Although overall smoking rates are decreasing among adolescents and young adults, a new trend is emerging: those who smoked their first cigarette between ages 18–23 increased from 21% in 2002 to 43% in 2018, researchers reported in JAMA Network Open. The increase in young adult first-time smokers comes at a time when smoking initiation rates are decreasing among younger teenagers.
Researchers analyzed the reported smoking behavior of 71,756 people aged 22–23 who responded to the National Survey on Drug Use and Health from 2002–2018. They found that the proportion of people in that age group who had ever smoked all or part of a cigarette decreased from 75% to 51% and those who had ever engaged in daily smoking for a period of at least 30 days decreased from 41% to 20%.
However, among those who had ever smoked by age 22 or 23, the proportion who reported that they first did so between the ages of 18 and 23 rose from 21% to 43% and the proportion of daily smokers increased from 39% to 56% in 2002 and 2018, respectively.

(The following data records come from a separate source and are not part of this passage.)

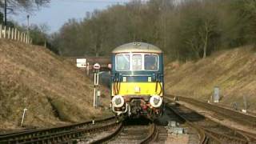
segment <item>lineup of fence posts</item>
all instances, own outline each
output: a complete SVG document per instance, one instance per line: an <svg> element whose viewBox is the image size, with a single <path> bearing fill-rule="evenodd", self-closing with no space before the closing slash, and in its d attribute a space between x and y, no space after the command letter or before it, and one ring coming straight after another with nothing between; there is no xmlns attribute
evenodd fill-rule
<svg viewBox="0 0 256 144"><path fill-rule="evenodd" d="M26 33L20 32L17 28L0 25L0 38L12 39L24 43L31 44L32 39Z"/></svg>

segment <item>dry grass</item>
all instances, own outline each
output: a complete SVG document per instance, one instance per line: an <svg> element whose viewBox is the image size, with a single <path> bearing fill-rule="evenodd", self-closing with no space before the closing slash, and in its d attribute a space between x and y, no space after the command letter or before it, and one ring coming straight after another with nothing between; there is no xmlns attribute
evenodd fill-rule
<svg viewBox="0 0 256 144"><path fill-rule="evenodd" d="M243 96L256 110L256 53L252 46L220 51L196 62L170 63L166 70L168 94L207 100L214 86L221 88L222 102L242 106Z"/></svg>
<svg viewBox="0 0 256 144"><path fill-rule="evenodd" d="M91 83L70 61L43 47L0 39L0 129L17 128L25 107L25 123L32 126L99 117Z"/></svg>

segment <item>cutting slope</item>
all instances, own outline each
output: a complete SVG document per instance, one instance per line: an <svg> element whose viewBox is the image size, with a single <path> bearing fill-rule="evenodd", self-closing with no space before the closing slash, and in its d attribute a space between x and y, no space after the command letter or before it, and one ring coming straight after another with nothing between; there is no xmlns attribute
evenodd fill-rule
<svg viewBox="0 0 256 144"><path fill-rule="evenodd" d="M196 62L173 62L166 68L168 94L208 100L218 86L222 102L237 102L242 109L245 96L249 110L256 110L256 53L252 46L219 51Z"/></svg>
<svg viewBox="0 0 256 144"><path fill-rule="evenodd" d="M91 81L74 63L35 46L0 39L0 129L48 126L101 116ZM102 88L103 89L103 88ZM106 105L108 92L102 95Z"/></svg>

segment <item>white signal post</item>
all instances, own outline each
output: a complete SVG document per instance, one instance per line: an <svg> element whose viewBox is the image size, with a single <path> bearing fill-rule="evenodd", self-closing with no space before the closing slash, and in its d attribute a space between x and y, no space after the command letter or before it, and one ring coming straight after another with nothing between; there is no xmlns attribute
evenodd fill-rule
<svg viewBox="0 0 256 144"><path fill-rule="evenodd" d="M98 72L101 66L98 63L95 63L94 65L94 108L97 108L98 102L99 102L99 92L98 92Z"/></svg>
<svg viewBox="0 0 256 144"><path fill-rule="evenodd" d="M23 114L22 114L21 126L22 126L22 125L23 125L24 118L25 118L25 114L26 114L26 110L27 110L27 109L26 109L26 108L23 110Z"/></svg>

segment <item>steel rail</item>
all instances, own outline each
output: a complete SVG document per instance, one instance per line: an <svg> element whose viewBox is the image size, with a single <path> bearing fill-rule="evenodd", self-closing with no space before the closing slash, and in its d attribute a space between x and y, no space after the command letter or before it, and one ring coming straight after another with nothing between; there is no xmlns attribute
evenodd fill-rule
<svg viewBox="0 0 256 144"><path fill-rule="evenodd" d="M213 138L214 141L216 141L218 143L222 143L223 141L226 142L235 142L235 143L241 143L241 144L247 144L250 142L248 141L248 138L245 137L243 134L242 134L243 136L243 138L245 139L242 139L237 137L233 137L233 136L230 136L230 135L226 135L224 134L220 134L220 133L217 133L214 132L210 129L207 128L204 128L200 126L196 126L195 123L194 122L190 122L190 120L188 120L186 117L182 116L182 114L180 114L176 110L174 110L174 108L169 106L169 108L173 110L176 114L178 114L178 116L179 116L180 118L182 118L183 120L185 120L186 122L189 122L190 126L195 127L198 131L198 130L202 130L205 133L206 138L206 137L210 137L210 138ZM186 107L188 110L190 110L190 108ZM191 111L193 111L192 110L190 110ZM226 127L228 129L230 129L231 130L234 130L235 132L237 132L237 130L232 129L230 127ZM198 131L199 133L199 131ZM200 132L202 133L202 132ZM241 133L239 131L238 131L238 134L241 134ZM201 138L201 143L203 142L204 140ZM207 143L207 142L206 142Z"/></svg>
<svg viewBox="0 0 256 144"><path fill-rule="evenodd" d="M152 123L150 129L150 134L143 139L140 144L146 144L154 142L158 134L158 128L154 123Z"/></svg>
<svg viewBox="0 0 256 144"><path fill-rule="evenodd" d="M104 119L98 119L95 120L94 122L106 122L108 120L114 119L114 117L110 117ZM72 130L78 129L82 126L89 126L92 124L91 121L87 121L85 122L80 122L76 124L70 124L67 126L56 126L52 127L49 129L40 129L40 130L29 130L29 131L21 131L21 132L14 132L14 133L9 133L0 135L0 143L2 142L18 142L22 139L26 138L37 138L43 135L49 135L49 134L54 134L58 133L62 133L63 131L70 131Z"/></svg>
<svg viewBox="0 0 256 144"><path fill-rule="evenodd" d="M123 127L123 122L120 122L119 125L117 126L117 129L111 133L110 134L106 135L106 137L98 139L96 141L94 141L91 142L91 144L97 144L97 143L102 143L102 142L106 142L110 139L112 139L113 138L114 138L115 136L117 136L119 132L122 130Z"/></svg>
<svg viewBox="0 0 256 144"><path fill-rule="evenodd" d="M248 114L244 114L238 111L234 111L234 110L232 110L225 107L218 106L216 105L212 105L212 104L198 101L191 98L174 96L174 95L168 95L168 96L170 96L171 98L177 98L178 100L186 102L187 103L198 106L199 107L202 107L210 111L214 111L227 118L231 118L232 120L234 120L238 123L249 126L251 127L256 127L256 117L248 115ZM166 97L166 98L170 100L169 98Z"/></svg>
<svg viewBox="0 0 256 144"><path fill-rule="evenodd" d="M96 126L92 128L87 128L87 129L78 129L78 130L73 130L71 131L67 132L62 132L60 134L50 134L47 138L38 138L38 139L34 139L30 141L26 141L23 142L20 142L21 144L26 144L26 143L58 143L58 142L75 142L75 140L72 140L73 138L78 138L81 137L82 135L87 134L87 133L95 133L99 132L102 130L107 130L110 128L113 128L114 126L117 126L119 125L117 122L110 123L108 125L105 125L103 126Z"/></svg>
<svg viewBox="0 0 256 144"><path fill-rule="evenodd" d="M206 135L205 130L203 130L203 129L202 129L201 127L194 125L194 123L190 122L190 121L188 121L185 117L183 117L182 115L179 114L176 110L174 110L173 108L168 106L168 108L170 108L178 118L180 118L181 119L182 119L183 121L185 121L186 122L186 124L192 127L193 129L196 130L198 133L198 137L200 139L200 144L207 144L209 142L209 137ZM218 143L222 143L218 138L213 138L214 140L216 140L216 142Z"/></svg>

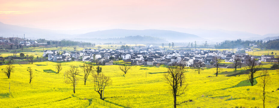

“The expansion of effective nationwide smoking prevention programs and regulatory policies beyond adolescence to additionally target the young adult population warrant consideration to successfully prevent smoking initiation in the United States,” the researchers concluded.
“For a long time, people have talked about how, if we can just get kids past the age of 18 without smoking cigarettes, they’re home free,” Jessica Barrington-Trimis, PhD, the study’s principal investigator, said. “I think that that’s a flawed way of looking at things today.”